Os senhores de engenho do Nordeste iniciaram a luta contra os holandeses, que durou cerca de dez anos. Sob a liderança dos senhores de engenho, os colonos da região foram mobilizados e travaram várias batalhas contra os holandeses. As mais importantes foram as batalhas dos Guararapes e Campina da Taborda. A expulsão definitiva dos holandeses teve início em junho de 1645, em Pernambuco, através de uma insurreição popular liderada pelo paraibano André Vidal de Negreiros, pelo senhor de engenho João Fernandes Vieira, pelo índio Felipe Camarão e pelo negro Henrique Dias. A chamada Insurreição Pernambucana chegou ao fim em 1654, libertando o Nordeste brasileiro do domínio holandês.


 

Pintura religiosa representando a cena da Batalha de Guararapes. Em primeiro plano, no canto inferior direito, um anjinho apoiando uma moldura barroca com a mão direita e apontando para as inscrições, em tinta branca com fundo escuro, com a mão esquerda. No canto superior esquerdo, a imagem de Nossa Senhora com o Menino Jesus observando a batalha.
A Batalha dos Guararapes foi travada em dois confrontos entre o exército holandês e os defensores do Império Português no Morro dos Guararapes, atual município de Jaboatão dos Guararapes, localizado na Região Metropolitana do Recife, em Pernambuco, Brasil. O primeiro confronto ocorreu em 18 e 19 de abril de 1648, e o segundo e decisivo, em 19 de fevereiro de 1649. Esse fato marcou o fim da presença holandesa no Brasil, no século XVII. 1758 autor desconhecido. (Wikimedia Commons)

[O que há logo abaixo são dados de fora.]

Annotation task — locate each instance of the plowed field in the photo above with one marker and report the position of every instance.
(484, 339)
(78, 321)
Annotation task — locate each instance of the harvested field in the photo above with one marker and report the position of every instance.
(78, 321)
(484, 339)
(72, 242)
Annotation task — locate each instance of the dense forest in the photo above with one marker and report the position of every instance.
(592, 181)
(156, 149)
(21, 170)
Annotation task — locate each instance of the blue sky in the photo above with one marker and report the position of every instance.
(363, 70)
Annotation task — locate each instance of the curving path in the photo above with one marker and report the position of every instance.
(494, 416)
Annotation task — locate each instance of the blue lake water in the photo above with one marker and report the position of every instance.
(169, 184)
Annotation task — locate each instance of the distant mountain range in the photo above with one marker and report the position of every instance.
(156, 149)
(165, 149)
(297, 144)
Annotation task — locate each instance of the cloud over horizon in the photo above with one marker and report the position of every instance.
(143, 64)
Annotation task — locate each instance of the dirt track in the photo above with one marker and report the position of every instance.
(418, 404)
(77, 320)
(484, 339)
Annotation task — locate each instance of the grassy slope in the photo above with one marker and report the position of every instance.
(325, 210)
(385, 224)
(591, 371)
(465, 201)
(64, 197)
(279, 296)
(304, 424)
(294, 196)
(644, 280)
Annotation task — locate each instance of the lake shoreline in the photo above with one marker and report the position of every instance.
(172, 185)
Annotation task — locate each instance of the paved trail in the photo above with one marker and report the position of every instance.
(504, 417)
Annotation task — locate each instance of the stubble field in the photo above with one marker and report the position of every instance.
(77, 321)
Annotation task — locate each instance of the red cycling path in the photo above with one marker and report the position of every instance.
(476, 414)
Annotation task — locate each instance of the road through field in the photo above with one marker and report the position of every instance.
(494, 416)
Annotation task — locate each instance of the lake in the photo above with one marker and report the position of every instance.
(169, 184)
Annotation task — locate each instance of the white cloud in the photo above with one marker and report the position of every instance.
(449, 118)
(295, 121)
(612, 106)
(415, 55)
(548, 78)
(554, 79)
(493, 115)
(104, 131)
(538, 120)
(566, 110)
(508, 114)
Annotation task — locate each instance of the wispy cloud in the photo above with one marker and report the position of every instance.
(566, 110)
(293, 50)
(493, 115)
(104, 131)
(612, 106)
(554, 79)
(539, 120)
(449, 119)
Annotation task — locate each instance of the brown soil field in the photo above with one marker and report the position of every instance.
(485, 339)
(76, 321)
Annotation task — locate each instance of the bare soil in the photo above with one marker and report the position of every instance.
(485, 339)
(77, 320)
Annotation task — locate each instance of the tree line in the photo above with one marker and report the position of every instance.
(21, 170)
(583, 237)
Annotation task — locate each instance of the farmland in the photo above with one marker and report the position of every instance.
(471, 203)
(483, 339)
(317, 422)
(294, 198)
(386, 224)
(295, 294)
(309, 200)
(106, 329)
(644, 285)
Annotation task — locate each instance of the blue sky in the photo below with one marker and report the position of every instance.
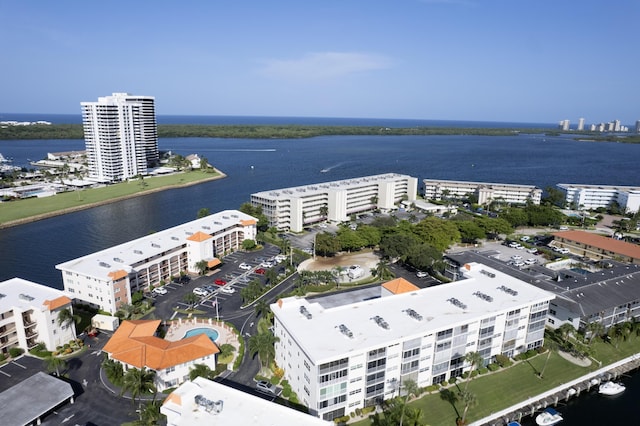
(494, 60)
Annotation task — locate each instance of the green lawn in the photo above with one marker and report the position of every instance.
(22, 209)
(497, 391)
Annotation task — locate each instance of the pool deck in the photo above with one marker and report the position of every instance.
(178, 328)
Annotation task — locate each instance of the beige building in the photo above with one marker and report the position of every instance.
(484, 192)
(106, 279)
(296, 207)
(29, 315)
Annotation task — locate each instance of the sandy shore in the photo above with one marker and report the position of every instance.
(30, 219)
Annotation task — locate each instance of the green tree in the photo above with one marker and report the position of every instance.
(55, 364)
(137, 383)
(200, 370)
(262, 344)
(150, 414)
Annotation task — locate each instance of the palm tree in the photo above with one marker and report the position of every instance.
(263, 345)
(55, 364)
(138, 382)
(261, 307)
(411, 388)
(469, 400)
(382, 270)
(66, 317)
(150, 414)
(200, 370)
(475, 360)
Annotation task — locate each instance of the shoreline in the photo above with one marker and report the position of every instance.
(30, 219)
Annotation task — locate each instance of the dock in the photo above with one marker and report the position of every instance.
(560, 394)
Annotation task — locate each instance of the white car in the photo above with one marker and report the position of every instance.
(160, 290)
(200, 292)
(227, 290)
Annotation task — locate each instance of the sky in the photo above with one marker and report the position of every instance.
(536, 61)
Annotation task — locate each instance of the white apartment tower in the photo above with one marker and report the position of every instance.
(120, 136)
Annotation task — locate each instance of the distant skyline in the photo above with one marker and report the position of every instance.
(480, 60)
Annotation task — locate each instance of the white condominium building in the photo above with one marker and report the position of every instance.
(485, 192)
(594, 196)
(120, 135)
(107, 278)
(339, 356)
(294, 208)
(29, 315)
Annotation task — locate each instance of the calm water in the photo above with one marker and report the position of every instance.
(31, 251)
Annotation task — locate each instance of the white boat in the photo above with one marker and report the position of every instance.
(611, 388)
(548, 417)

A expulsão dos holandeses teve um impacto negativo sobre a economia colonial. Durante o período em que estiveram no Nordeste, os holandeses tomaram conhecimento de todo o ciclo da produção do açúcar e aprimoraram os aspectos técnicos e organizacionais do empreendimento. Quando foram expulsos do Brasil, dirigiram-se para as Antilhas, na região da América Central, e lá aplicaram seus conhecimentos, tornando o açúcar das Antilhas mais rentável e de melhor qualidade do que o brasileiro, levando ao fim do ciclo da cana-de-açúcar no Brasil.